The way we watch television

New habits and behaviors are revolutionizing TV. No one really knows where it’s going. But there are some trends that might be of help. Together with the research company Blue Carrot we’ve listed ten.

1. Declining Linear viewing

Viewing figures in the Swedish linear TV-market has decreased with nearly 10 per cent the last three years and is estimated to keep dwindling . UK, US and many other countries experience the same negative development

2. Consumers constantly connected

A US survey shows that 40 per cent of the population are always connected and never unplug from their technical devices . One out of four have experienced something unfortunate such as dropping the phone in the toilet or walking into a pole while on the phone.

3. On demand viewing

78 per cent of adults, and 90 per cent of those under age 39, use on-demand TV-viewing, and 62 per cent binge watch content . Netflix increases by over four million subscribers per quarter this year – and has yet to enter China…

4. Mobile becomes outstanding number one

This year there are more devices with mobile connection than people on earth . Mobile video consumption has increased with 71 per cent since 2012 and 16–34 year olds spend more than half of their total viewing time on a mobile device .

5. Quality content increasingly expensive

Broadcasting rights for The Premier League sold for 5.136 billion GBP for the coming three years which is more than 10 million GBP per game – and 71 per cent more expensive than the last deal.

6. More viral and privately produced content

The top list of most viral videos 2014 ranges from professional initiatives like Disney’s invite to record a “Let it go”-cover to boost their film ”Frost” to privately produced content such as “tiny hamster eats tiny burritos” But there is also numerous example of news spreading. The latest example – the picture of the three-year-old drowned boy Alan Kurdi.

7. Use of a second screen becomes standard

87 per cent of consumers have a habit of using more than one device at a time – 35 per cent of device usage is simultaneous – and 62 per cent of the content is unrelated.

8. Growing ad avoidance among consumers

Adblocking globally grew by 41 per cent from August 2014 to August 2015 – there are now 198 million active adblock users in the world – numbers are before iOS released its AdBlocker.

9. Piracy – A hard kill as a lernean hydra

Almost a quarter of all Internet traffic is estimated to be infringing copyright13. When Game of Thrones season four was released, one million illegal downloads took place – in half a day, and 32 million downloads in a week.

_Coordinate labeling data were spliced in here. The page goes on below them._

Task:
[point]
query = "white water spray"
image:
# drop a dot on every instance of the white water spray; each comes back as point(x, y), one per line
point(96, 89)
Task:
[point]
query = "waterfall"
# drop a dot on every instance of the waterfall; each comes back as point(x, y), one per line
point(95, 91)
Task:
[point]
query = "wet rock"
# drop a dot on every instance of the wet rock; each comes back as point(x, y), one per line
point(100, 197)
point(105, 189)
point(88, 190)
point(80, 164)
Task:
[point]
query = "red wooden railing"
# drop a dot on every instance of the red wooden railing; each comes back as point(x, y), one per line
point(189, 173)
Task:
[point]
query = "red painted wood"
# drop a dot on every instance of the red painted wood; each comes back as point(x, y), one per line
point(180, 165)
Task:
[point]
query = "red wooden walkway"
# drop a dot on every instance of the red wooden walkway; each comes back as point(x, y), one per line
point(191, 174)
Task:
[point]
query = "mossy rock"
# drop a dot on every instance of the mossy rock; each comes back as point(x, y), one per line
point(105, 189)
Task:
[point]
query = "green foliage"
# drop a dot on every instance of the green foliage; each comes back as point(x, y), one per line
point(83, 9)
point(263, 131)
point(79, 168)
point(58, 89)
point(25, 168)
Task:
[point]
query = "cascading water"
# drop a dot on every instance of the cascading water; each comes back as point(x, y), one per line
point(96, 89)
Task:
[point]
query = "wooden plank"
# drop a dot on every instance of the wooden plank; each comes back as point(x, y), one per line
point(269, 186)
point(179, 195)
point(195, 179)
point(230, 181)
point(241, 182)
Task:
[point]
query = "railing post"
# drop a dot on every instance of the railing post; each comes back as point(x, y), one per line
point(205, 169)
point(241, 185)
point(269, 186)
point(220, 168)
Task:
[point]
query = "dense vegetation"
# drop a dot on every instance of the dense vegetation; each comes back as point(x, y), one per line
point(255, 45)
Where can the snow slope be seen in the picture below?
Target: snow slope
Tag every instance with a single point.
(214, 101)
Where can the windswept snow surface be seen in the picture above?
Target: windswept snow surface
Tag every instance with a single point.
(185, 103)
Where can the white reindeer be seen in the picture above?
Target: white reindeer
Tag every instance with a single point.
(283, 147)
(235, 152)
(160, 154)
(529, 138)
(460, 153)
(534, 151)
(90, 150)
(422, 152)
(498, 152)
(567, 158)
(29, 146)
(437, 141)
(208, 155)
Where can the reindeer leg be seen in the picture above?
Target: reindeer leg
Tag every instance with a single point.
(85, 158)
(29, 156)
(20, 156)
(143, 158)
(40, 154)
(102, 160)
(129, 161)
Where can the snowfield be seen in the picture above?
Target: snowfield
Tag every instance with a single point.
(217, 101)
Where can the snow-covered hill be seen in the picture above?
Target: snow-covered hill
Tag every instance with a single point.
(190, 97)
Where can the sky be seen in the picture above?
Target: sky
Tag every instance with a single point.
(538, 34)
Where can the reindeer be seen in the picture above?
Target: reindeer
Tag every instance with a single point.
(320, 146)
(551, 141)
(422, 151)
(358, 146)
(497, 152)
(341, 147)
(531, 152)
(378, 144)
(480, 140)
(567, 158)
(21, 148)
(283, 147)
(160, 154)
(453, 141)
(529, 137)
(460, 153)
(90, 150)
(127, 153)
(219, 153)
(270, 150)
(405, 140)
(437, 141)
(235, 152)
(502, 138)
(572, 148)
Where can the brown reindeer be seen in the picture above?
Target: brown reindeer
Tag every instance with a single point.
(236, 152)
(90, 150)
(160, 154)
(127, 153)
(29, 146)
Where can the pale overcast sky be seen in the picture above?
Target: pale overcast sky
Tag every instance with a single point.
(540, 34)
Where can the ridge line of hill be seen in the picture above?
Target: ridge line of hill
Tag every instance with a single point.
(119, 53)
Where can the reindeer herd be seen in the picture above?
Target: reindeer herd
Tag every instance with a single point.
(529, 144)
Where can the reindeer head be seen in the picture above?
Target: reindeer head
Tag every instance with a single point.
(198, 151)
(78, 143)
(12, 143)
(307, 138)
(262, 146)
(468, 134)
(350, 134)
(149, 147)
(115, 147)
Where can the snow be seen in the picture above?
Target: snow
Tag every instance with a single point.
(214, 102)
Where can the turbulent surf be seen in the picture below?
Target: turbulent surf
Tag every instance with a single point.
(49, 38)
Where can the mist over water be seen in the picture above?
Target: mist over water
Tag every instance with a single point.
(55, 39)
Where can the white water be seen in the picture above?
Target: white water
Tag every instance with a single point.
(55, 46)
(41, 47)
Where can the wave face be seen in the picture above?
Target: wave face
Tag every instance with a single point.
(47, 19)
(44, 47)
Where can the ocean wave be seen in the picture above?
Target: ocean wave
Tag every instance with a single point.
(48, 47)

10. Willingness to pay for quality online

Since 2012 the number of people willing to pay for accessing TV content on any device has increased by 25 per cent. Online streaming services will in a few years become the biggest contributor to the American filmed entertainment industry, as the revenue generated by online-TV and subscription video ondemand providers reaches almost 14 billion USD, 1.6 billion USD more than the amount earned from the traditional cinema box office.